Larson grew up in service and contribution to others. Through achieving the rank of Eagle Scout—and in serendipitously serving as troop medic—he learned to develop grit and perseverance to grind through both the ups and downs of a long path in building and learning toward achievement and perfection of skills.

Such experience was formative in Larson’s growing to handle the rigors of the med school journey.

“I definitely owe my mom a lot of credit for it,” he said, of his time in scouting. “She encouraged me and said, ‘This is something you can be proud of for the rest of your life.’ The biggest thing it taught me was how to start something, and most importantly, finish something.”

After his time in the Boy Scouts came a two-year mission trip to Peru that developed Larson’s passion for leading others, for teaching, and for connecting with people of other cultures, and for having a personal goal of returning to perform medical humanitarian work.

“It was a proselytizing mission through the Church of Jesus Christ of Latter-Day Saints,” he recalled recently. “I was a zone leader, in charge of all the missionaries in a geographical area as a division of the whole mission.”

As zone leader, Larson was in charge of more than 15 other missionaries, and his role was key in providing for their well-being so they were best equipped to serve.

Through training and teaching, through consistent and supportive communication, and through tending to his missionaries’ resource needs, Larson was able to find the style with which he wanted to lead in the long-term.

“It taught me first and foremost how important it is to show the people you lead that you’re in their corner, that you care,” said Larson. “You’re not just there to tell them what to do. It laid that foundation that I’ve tried to carry over into other leadership roles that I’ve had.”

All of his experiences lead Larson to a mission comprised of two words: “Excellence,” and “Compassion.”

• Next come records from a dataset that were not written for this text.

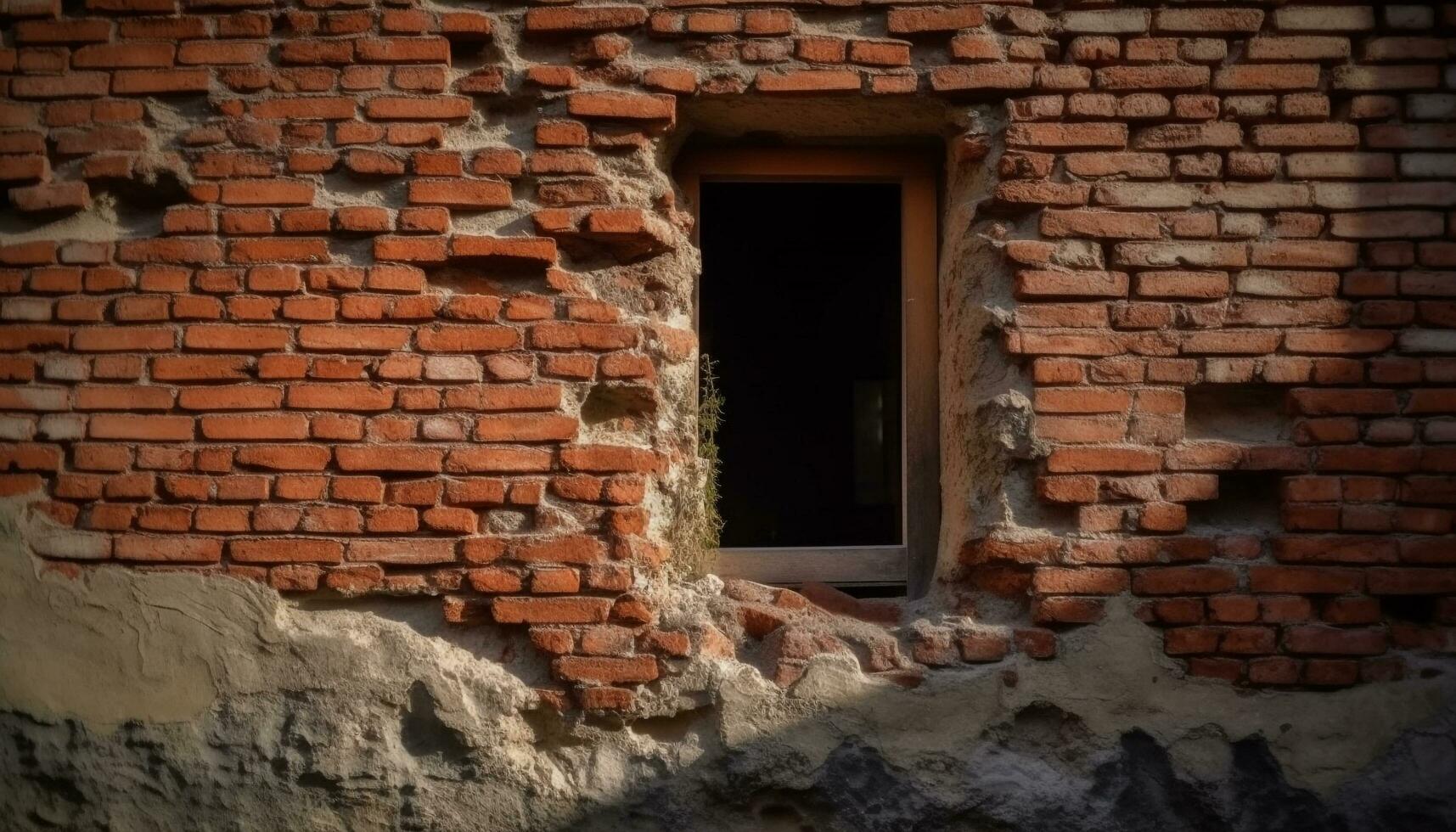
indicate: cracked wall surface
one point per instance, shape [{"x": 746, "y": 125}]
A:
[
  {"x": 348, "y": 420},
  {"x": 226, "y": 707}
]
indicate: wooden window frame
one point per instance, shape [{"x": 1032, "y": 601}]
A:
[{"x": 912, "y": 563}]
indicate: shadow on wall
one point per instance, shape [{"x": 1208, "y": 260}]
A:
[{"x": 138, "y": 701}]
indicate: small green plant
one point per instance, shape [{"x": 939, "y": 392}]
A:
[{"x": 710, "y": 419}]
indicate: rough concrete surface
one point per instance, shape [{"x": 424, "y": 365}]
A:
[{"x": 168, "y": 701}]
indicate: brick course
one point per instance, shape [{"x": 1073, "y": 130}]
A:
[{"x": 285, "y": 385}]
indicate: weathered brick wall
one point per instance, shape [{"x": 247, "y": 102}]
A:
[{"x": 341, "y": 276}]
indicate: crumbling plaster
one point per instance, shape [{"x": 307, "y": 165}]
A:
[{"x": 150, "y": 700}]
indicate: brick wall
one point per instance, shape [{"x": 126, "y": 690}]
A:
[{"x": 315, "y": 293}]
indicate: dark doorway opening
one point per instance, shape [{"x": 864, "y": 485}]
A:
[{"x": 800, "y": 307}]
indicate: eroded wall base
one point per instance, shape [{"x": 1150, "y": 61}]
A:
[{"x": 138, "y": 701}]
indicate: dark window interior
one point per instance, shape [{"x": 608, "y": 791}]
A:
[{"x": 800, "y": 309}]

“My patients, peers, and future staff deserve not only my best, but they deserve to know and trust that I care enough about them and their needs to know I’ll do my best.”

MAINTAINING THE PERSON WITHIN THE PROFESSION

Larson, now a father to two boys, a son himself, a brother to two younger sisters, and married to Katelyn for six years, prioritizes physical presence and emotional availability to his loved ones above all else.

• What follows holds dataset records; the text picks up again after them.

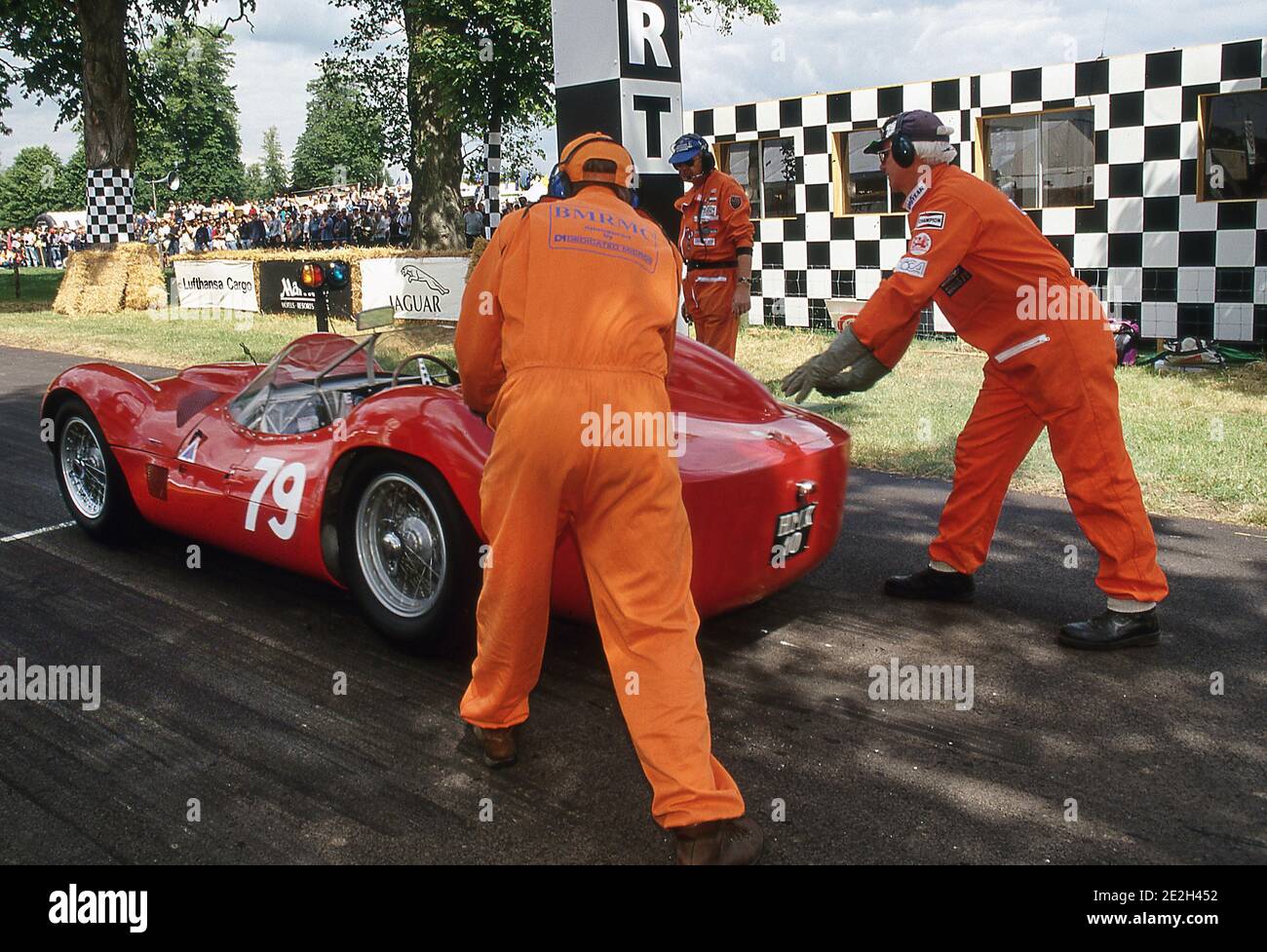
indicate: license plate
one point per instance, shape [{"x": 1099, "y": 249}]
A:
[{"x": 792, "y": 533}]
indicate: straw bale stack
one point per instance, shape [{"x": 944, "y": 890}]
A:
[{"x": 109, "y": 279}]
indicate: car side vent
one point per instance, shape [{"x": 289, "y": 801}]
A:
[
  {"x": 156, "y": 478},
  {"x": 193, "y": 402}
]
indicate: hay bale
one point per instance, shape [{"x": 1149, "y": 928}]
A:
[
  {"x": 110, "y": 278},
  {"x": 477, "y": 252}
]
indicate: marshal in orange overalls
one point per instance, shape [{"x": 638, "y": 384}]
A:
[
  {"x": 1008, "y": 291},
  {"x": 716, "y": 228},
  {"x": 573, "y": 308}
]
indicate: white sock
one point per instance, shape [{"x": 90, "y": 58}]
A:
[{"x": 1131, "y": 605}]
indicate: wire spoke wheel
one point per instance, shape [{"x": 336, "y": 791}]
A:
[
  {"x": 84, "y": 468},
  {"x": 401, "y": 545}
]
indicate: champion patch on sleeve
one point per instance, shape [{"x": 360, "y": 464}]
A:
[{"x": 911, "y": 266}]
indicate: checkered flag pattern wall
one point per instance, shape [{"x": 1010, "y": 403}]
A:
[
  {"x": 1157, "y": 253},
  {"x": 492, "y": 182},
  {"x": 109, "y": 206}
]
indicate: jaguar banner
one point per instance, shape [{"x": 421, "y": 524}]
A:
[{"x": 429, "y": 288}]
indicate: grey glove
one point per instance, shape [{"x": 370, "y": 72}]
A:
[{"x": 847, "y": 366}]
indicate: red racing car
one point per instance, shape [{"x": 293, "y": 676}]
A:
[{"x": 326, "y": 464}]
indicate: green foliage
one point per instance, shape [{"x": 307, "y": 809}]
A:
[
  {"x": 275, "y": 174},
  {"x": 725, "y": 12},
  {"x": 194, "y": 124},
  {"x": 342, "y": 139},
  {"x": 45, "y": 54},
  {"x": 253, "y": 185},
  {"x": 30, "y": 186},
  {"x": 489, "y": 57}
]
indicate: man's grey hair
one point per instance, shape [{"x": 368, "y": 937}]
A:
[{"x": 936, "y": 153}]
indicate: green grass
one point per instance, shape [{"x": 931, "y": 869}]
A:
[
  {"x": 1199, "y": 443},
  {"x": 38, "y": 286}
]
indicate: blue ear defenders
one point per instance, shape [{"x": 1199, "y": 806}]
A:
[
  {"x": 560, "y": 185},
  {"x": 695, "y": 140}
]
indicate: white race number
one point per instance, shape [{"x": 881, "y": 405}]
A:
[{"x": 288, "y": 493}]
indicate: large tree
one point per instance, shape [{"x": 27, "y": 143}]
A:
[
  {"x": 194, "y": 123},
  {"x": 342, "y": 138},
  {"x": 275, "y": 174},
  {"x": 439, "y": 70}
]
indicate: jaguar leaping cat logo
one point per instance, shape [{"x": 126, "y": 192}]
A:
[{"x": 412, "y": 272}]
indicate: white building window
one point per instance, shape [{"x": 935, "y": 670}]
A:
[
  {"x": 1233, "y": 160},
  {"x": 767, "y": 170},
  {"x": 1042, "y": 160}
]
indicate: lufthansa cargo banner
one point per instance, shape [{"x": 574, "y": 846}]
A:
[
  {"x": 417, "y": 287},
  {"x": 228, "y": 285},
  {"x": 280, "y": 291}
]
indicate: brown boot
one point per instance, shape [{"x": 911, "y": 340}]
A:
[
  {"x": 735, "y": 842},
  {"x": 498, "y": 745}
]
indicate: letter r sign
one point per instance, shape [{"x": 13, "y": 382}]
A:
[{"x": 649, "y": 39}]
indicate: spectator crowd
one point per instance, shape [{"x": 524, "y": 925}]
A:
[
  {"x": 322, "y": 219},
  {"x": 39, "y": 246}
]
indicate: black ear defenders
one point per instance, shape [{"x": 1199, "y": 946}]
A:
[
  {"x": 902, "y": 149},
  {"x": 560, "y": 185}
]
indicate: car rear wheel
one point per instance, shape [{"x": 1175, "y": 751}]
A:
[
  {"x": 408, "y": 553},
  {"x": 89, "y": 476}
]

“As a family, we really like that my work in emergency medicine will be shift work,” he said. “I know when I’m working and when I’m not. My wife is someone I’ve consulted a lot with my specialty choice, because it affects her as much as it affects me.”

It was personal loss that galvanized Larson in prioritizing his family first.

“I think it was about 10 months into my first year of med school that my mom passed away,” recalled Larson. “That was a really tough time, but now it’s just made those family connections even more importantly than they already were.”

Larson has flown out to Utah to have his family meet his boys, and they continue to communicate via FaceTime on at least a weekly basis to continue staying close and connected.

Professionally, and now personally, he has come full circle in staying close to loved ones while being far away, and learning a powerful lesson that he’d advise any medical student just starting out.

“Medicine, and what we do as medical students and eventually doctors, is very important,” reflected Larson. “But we’re all members of families, and we all have friends and significant others. We must prioritize those roles, as well. Now is the time where we set those habits so we don’t neglect those personal bonds that are most important.”

“Our professional life controls us, or we can control it within our personal life.”